A Rogers store in the Capilano Mall in North Vancouver, British Columbia, Canada, on Tuesday, Sept. 6, 2022. Rogers Communications Inc. is still waiting to see if it can win regulatory approval for a takeover of a smaller Canadian cable company, 17 months after it was first announced. (Taehoon Kim/Bloomberg)

(Bloomberg) -- Rogers Communications Inc., Canada’s largest wireless company, says it’s close to a C$7 billion ($5.1 billion) structured equity investment to finance parts of its network and reduce its debt load. 

The Toronto-based company said Thursday it has a “non-binding term sheet with a leading global financial investor” that it didn’t name. Rogers will keep operational control of its networks and ownership of its cell towers, the firm said in a conference call. 
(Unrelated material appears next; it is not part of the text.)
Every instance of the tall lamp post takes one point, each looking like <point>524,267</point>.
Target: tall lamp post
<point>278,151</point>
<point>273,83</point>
The disclosure sheds light on how the company plans to keep its leverage under control while also buying a 37.5% stake in Maple Leaf Sports & Entertainment Ltd. from BCE Inc., its biggest competitor. 

That C$4.7 billion deal, announced last month, would give Rogers control of some of Canada’s most valuable sports franchises, including the Toronto Maple Leafs hockey team. The company said at the time it plans to complete the transaction without increasing its leverage, but it gave little detail on financing. 

Rogers expects the structured equity deal to reduce its leverage to 3.7x by the end of the year.  

“This is well ahead of our 4.2x target we previously communicated, and it will accelerate our Shaw deleveraging plans by a full 12 months,” Chief Executive Officer Tony Staffieri told investors on the conference call. “This structured financing transaction is the first of its kind in Canada and demonstrates our innovative approach to maintaining an investment-grade balance sheet, while investing in growth.”

Analysts responded positively to the announcement, but await further details.

“High leverage has been a significant issue that investors have voiced as a reason not to invest in the stock,” wrote Maher Yaghi of Scotiabank in a client note. “Seeing a major move by the company to tackle this issue is a positive in our view.”

“The material step-down in leverage represents a meaningful de-risking of the balance sheet, putting Rogers’ leverage on par with large-cap peers at the end of 2024,” wrote Drew McReynolds, analyst with RBC Capital Markets.

The company earned C$1.42 a share on an adjusted basis in the third quarter, beating the C$1.36 expected by analysts in a Bloomberg survey. Revenue came in short of expectations at C$5.13 billion, though media revenue growth was a bright spot. That unit brought in C$653 million, exceeding analysts’ forecasts, because of higher sports revenue.

Rogers’ wireless unit, its largest business, added 101,000 postpaid mobile subscribers during the three months ended Sept. 30.

Rogers, BCE and Telus Corp. were urged this month by Canada’s telecom regulator to report “concrete steps” in reducing roaming fees by Nov. 4. The Canadian Radio-Television and Telecommunications Commission said Canadians “lack choice” when roaming and that the rates telecom companies charge are too high.

(Updates with details from the conference call and analyst reaction beginning in the second paragraph.)